Modelo criado pela Caloi em 1972 atravessa gerações, passou por várias mudanças e adequações, porém o nome icônico se manteve e é um dos mais longevos da indústria nacional. Recentemente foi atingida a marca de 800 mil bicicletas produzidas sob o nome Ceci

Para a indústria não é fácil manter em seu catálogo um modelo por anos e anos conservando suas características, a sua identidade principal ou até mesmo seu público alvo, a Caloi Ceci que recentemente chegou à marca de 800 mil unidades produzidas pode ser o melhor exemplo disso.
Um ícone entre as bicicletas, a Caloi Ceci, chegou às lojas em 1972, porém um ano antes alguns lotes desse modelo foram exportados para a Inglaterra, junto com outro ícone da marca brasileira, a Caloi 10. O modelo chegou em um período de transformações sociais importantes no Brasil, a Ceci surgiu como uma bicicleta pensada especialmente para o público feminino, porém as primeiras versões estavam montadas com rodas de aro 27”, as mesmas da Caloi 10 e que atendiam bem as inglesas, mas que se comprovaram um tanto grandes para a estatura média das brasileiras, assim no ano seguinte já estavam disponíveis com pneus 26 1 3/8″.

A Ceci chegou com quadro pensado para a mulher com sua facilidade para montar e desmontar, com seu tubo superior rebaixado rapidamente conquistou espaço nas ruas e, principalmente, na memória afetiva de milhares de mulheres.
Se para os garotos a Caloi 10 era o sonho de velocidade pelas ruas e estradas, para muitas brasileiras, a Ceci foi a primeira bicicleta. Foi com ela que aprenderam a pedalar, foram à escola, passearam com amigas ou viveram momentos marcantes da juventude. Décadas depois, o modelo continua presente na vida de mães, filhas e até netas, reforçando um legado que vai além do produto.
Parte dessa memória afetiva, está ligada ao seu aparecimento nas novelas. Em 1977, Bruna Lombardi, interpretando Carla, na novela “Sem lenço, Sem documento’, pedalava uma Ceci, porém a ação de marketing foi ainda maior, no enredo Heleno Reis (Jaime Barcellos), em sua agência de propaganda, onde trabalhavam Marco (Ney Latorraca), Bilé (Ivan Setta) e Jacques (Jonas Bloch) criaram um comercial para a Ceci, a grande sacada estava em que anúncio foi ao ar, logo após o capitulo, no intervalo do ‘Jornal Nacional’.

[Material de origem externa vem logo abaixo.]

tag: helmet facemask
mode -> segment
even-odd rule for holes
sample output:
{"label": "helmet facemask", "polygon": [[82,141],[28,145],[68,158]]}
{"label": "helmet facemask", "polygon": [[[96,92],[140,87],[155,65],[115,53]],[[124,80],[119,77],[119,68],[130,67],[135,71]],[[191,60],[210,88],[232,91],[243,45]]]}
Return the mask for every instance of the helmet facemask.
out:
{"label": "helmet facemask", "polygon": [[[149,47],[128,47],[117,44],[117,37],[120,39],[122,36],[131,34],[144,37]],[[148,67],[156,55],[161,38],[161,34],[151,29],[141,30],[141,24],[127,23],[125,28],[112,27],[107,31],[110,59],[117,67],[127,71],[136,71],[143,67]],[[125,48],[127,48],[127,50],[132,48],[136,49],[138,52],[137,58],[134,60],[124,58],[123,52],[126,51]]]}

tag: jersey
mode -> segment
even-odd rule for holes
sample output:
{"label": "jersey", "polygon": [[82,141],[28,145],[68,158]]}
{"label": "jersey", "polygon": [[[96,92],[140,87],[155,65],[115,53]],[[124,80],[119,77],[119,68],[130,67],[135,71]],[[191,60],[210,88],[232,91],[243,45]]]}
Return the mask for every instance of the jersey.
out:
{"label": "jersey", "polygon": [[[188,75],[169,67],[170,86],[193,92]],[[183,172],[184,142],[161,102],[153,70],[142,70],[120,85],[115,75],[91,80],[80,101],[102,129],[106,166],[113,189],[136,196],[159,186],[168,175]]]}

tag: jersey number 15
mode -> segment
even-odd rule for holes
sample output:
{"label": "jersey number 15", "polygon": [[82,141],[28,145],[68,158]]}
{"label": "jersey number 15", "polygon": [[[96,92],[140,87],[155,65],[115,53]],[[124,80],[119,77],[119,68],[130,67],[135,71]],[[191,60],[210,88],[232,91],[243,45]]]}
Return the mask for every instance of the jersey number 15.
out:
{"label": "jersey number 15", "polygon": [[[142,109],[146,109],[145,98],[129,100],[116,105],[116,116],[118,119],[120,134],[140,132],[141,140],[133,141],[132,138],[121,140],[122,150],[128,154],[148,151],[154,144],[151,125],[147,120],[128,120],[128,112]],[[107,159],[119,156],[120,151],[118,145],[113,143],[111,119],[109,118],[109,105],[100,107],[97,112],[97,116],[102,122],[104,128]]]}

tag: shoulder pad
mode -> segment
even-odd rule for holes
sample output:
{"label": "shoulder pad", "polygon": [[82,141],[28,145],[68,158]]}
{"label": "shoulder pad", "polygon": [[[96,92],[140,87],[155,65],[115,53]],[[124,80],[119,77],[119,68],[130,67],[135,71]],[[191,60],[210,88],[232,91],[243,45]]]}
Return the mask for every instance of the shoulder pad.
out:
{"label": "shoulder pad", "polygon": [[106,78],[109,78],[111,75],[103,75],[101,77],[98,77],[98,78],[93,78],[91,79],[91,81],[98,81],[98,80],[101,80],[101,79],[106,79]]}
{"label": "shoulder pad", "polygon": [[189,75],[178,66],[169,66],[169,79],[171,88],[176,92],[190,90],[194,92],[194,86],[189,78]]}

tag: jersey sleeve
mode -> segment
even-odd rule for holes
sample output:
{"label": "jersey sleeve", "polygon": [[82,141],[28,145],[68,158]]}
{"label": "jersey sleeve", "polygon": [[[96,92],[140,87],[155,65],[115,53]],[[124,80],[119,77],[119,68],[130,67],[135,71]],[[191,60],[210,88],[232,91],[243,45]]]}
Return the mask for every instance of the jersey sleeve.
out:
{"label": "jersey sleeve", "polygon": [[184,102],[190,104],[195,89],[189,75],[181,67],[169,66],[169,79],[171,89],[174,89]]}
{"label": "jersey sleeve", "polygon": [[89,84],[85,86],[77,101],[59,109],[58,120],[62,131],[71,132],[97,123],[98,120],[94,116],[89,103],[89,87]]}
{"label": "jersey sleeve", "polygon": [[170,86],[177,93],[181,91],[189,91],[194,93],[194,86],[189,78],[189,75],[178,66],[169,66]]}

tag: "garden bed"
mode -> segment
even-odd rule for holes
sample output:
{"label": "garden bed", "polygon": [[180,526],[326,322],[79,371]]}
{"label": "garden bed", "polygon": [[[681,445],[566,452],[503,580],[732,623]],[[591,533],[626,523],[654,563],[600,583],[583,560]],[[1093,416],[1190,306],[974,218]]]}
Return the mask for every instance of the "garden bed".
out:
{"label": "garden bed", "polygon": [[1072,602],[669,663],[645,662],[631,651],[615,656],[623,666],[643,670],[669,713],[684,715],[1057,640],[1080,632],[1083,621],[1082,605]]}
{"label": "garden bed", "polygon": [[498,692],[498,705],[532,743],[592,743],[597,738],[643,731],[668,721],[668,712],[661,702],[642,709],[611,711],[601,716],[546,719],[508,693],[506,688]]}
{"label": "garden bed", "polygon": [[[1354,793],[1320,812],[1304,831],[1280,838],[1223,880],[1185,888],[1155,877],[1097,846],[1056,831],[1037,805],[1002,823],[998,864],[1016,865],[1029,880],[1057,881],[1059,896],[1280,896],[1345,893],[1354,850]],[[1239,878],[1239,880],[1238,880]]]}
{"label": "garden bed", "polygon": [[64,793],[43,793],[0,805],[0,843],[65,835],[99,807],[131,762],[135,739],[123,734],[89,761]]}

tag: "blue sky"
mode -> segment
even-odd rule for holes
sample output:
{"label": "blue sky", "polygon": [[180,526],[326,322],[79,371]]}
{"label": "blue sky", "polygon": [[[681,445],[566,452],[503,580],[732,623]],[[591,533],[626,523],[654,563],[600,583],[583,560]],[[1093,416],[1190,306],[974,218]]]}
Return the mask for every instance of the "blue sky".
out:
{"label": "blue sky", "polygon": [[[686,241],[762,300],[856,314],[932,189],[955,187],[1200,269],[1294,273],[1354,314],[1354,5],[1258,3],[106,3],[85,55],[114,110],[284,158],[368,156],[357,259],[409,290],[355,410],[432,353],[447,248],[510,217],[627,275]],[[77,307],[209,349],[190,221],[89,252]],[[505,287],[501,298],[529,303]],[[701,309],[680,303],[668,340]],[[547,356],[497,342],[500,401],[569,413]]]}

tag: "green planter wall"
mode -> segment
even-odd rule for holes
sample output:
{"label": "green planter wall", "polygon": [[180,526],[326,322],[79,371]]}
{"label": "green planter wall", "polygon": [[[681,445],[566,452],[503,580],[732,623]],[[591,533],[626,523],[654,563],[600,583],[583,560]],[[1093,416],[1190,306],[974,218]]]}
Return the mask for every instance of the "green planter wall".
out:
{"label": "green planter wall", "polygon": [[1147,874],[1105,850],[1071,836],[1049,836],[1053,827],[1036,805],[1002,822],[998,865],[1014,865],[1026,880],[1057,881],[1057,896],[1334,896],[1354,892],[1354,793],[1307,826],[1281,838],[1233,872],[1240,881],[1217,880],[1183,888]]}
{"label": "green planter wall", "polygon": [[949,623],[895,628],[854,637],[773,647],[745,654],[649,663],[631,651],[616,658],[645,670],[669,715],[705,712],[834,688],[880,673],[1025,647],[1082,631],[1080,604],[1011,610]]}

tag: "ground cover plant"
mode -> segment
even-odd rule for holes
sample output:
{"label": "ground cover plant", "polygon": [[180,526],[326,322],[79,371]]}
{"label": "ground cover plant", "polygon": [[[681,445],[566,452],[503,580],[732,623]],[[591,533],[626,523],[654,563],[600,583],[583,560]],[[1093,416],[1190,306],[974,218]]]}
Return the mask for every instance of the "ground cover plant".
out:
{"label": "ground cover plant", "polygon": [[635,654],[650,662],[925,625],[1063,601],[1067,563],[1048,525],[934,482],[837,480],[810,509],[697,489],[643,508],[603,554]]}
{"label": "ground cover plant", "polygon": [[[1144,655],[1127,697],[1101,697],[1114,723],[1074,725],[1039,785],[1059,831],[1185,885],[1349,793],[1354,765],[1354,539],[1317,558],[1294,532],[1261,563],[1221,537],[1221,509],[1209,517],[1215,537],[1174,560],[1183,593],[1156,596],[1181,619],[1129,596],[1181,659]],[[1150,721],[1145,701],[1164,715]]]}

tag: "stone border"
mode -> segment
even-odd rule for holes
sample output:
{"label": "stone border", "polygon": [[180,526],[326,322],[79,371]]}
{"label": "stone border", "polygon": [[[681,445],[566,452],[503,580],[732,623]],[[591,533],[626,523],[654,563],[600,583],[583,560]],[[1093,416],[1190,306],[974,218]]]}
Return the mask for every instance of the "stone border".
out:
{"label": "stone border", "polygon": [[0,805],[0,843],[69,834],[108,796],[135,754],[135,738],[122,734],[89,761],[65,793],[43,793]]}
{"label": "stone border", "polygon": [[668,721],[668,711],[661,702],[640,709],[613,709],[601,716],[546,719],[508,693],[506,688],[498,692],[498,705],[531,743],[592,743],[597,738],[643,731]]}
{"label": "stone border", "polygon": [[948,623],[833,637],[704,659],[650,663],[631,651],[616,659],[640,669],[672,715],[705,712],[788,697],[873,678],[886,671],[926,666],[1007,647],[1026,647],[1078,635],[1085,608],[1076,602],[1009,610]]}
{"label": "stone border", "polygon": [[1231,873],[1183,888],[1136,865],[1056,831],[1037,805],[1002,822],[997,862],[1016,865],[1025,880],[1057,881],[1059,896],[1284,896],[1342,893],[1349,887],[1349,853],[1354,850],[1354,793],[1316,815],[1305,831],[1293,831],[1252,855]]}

Anos mais tarde, em 1989, o modelo reapareceria na tela da TV Globo, na novela Rainha da Sucata, com Regina Duarte. Além da versão feminina, a Ceci nos anos 1980 ganhou versões voltadas para o público infantil, a Cecizinha 14 e 20 – assim a filha teria a mesma bicicleta que sua mãe.
Entre atualizações de componentes e grafismos a Ceci ainda tinha seu público fiel, mas com o passar dos anos, e a chegada do mountain bike, o modelo perdeu um pouco de sua essência, deixando o seu lado urbano de lado para adotar aros 26, perder o bagageiro traseiro e paralamas; em meio à toda essa evolução, crises econômicas, coloquem-se nesse pacote as transformações atravessadas pela própria Caloi com a mudança de donos passando da família para a Dorel e agora com o grupo Pon.Bike a Ceci está aí.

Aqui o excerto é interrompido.